Der Vorteil dieses verschobenen Kiefergelenks liegt im Kräftegleichgewicht: Beim Alligator liegt ein großer Muskel vor dem Kiefergelenk. Zieht er sich zusammen, um vorne kraftvoll zuzubeißen, erfordert das Gleichgewicht von Kräften und Momenten, dass auch am Kiefergelenk große Kräfte wirken:
(Das Bild ist sehr schematischzu verstehen – ich habe die Muskeln nach “Gefühl” eingezeichnet.)
Beim Säugetier dagegen sind die Muskeln komplexer angeordnet: Es gibt den großen Masseter-Muskel, der den Oberkiefer schließt und nach schräg vorn verläuft und den Temporalis-Muskel, der nach hinten zur Schläfe hin zieht. (Es gibt noch ein paar mehr Muskeln, die aber im Moment nicht so wichtig sind.) Die beiden Muskeln laufen in ihren Kraftlinien nahezu direkt am Ende des Kiefers zusammen, da, wo die größte Bisskraft gebraucht wird, wenn der Wolf beispielsweise einen Knochen zerbeißen will:
Man erkennt, dass die drei Kraftlinien sich nahezu genau in einem Punkt treffen – eine große Kraft am Kiefergelenk ist nicht erforderlich.
Diese Kraftumlenkung ermöglichte es den Säugetieren, ihr Kiefergelenk umzustrukturieren – dabei wurden einige Knochen “frei”, die schließlich als Gehörknochen im Innenohr landeten.
Hmm, eigentlich wollte ich doch nur Werbung für digimorph machen.
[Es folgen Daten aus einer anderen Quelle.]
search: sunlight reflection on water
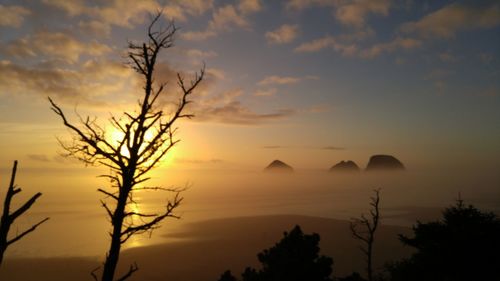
[0,167,500,257]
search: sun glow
[108,128,175,166]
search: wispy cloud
[27,154,51,162]
[0,31,111,63]
[286,0,393,28]
[294,35,358,56]
[0,4,31,27]
[400,3,500,38]
[257,75,319,86]
[253,88,278,97]
[265,24,299,44]
[0,60,137,106]
[181,0,261,41]
[320,146,345,150]
[193,89,296,125]
[359,37,422,58]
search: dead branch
[0,160,49,265]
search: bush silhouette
[219,225,333,281]
[388,200,500,281]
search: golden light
[108,128,176,166]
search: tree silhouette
[219,225,333,281]
[49,13,204,281]
[388,199,500,281]
[0,161,49,265]
[219,270,237,281]
[349,189,380,281]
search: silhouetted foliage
[219,270,236,281]
[336,272,366,281]
[388,199,500,281]
[0,161,49,265]
[49,13,204,281]
[219,226,333,281]
[349,189,380,281]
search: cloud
[238,0,262,14]
[186,49,217,59]
[0,4,31,27]
[400,3,500,39]
[360,37,422,58]
[286,0,393,28]
[335,0,391,27]
[43,0,213,27]
[286,0,338,11]
[320,146,345,150]
[191,89,296,125]
[265,24,299,44]
[0,31,111,63]
[27,154,50,162]
[253,88,278,97]
[294,35,358,56]
[257,75,319,86]
[0,60,139,106]
[478,53,495,64]
[257,75,302,86]
[78,20,111,37]
[294,35,422,58]
[206,67,226,80]
[181,0,261,41]
[438,51,458,63]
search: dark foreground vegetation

Digimorph ist natürlich nicht primär als Spielzeug für uns Laien gedacht, sondern als wertvolles Hilfsmittel für Wissenschaftler – nicht jede Paläontologin oder jeder Anatom hat einen Schrank voller Knochen und Fossilien, an denen sie oder er mal schnell etwas nachgucken kann. Gerade in der Paläontologie muss viel in der Welt herumgereist werden, um Knochen im Detail zu vermessen und zu vergleichen, damit man die Verwandtschaftsverhältnisse der Tiere erfassen kann.
Mit digimorph spart man sich das Reisen und kann sich Knochen direkt am Computer ansehen. Es geht sogar noch besser: Mit einer Rapid-Prototyping-Maschine kann man sich auch dreidimensionale “Ausdrucke” der gescannten Knochen erstellen und dann direkt in die Hand nehmen.
Wenn digimorph Schule macht, dann können Paläontologinnen also in der Zukunft viele Fossilien in wesentlich kürzerer Zeit studieren; sie müssen sich nicht mehr auf Abbildungen in Fachzeitschriften verlassen oder selbst für jedes Fossil in ein anderes Land reisen, sondern drucken sich die zu vermessenden Knochen einfach aus. Und wenn das Rapid Prototyping in ein paar Jahren auch für Privatpersonen erschwinglich wird, dann kann ich mir noch ein paar mehr dekorative Dino-Knochen-Modelle in mein Wohnzimmer stellen. Bis dahin aber können wir zumindest virtuell am Computer mit Knochen spielen – ich schau mir jetzt jedenfalls noch ein paar Schädel an. (Falls ihr das auch tun wollt: Links in der Orientierungsleiste der digimorph-Seite gibt es die Kategorie “What’s popular”.)
PS: “Hier wohnen Drachen” hat heute übrigens ein Mikro-Jubiläum: Es wird ein halbes Jahr alt. Ein herzliches Dankeschön an alle Leserinnen und Leser und vor allem an alle, die mit Kommentaren dazu beitragen, dass das Bloggen mehr Spaß macht, als ich am Anfang gedacht hätte.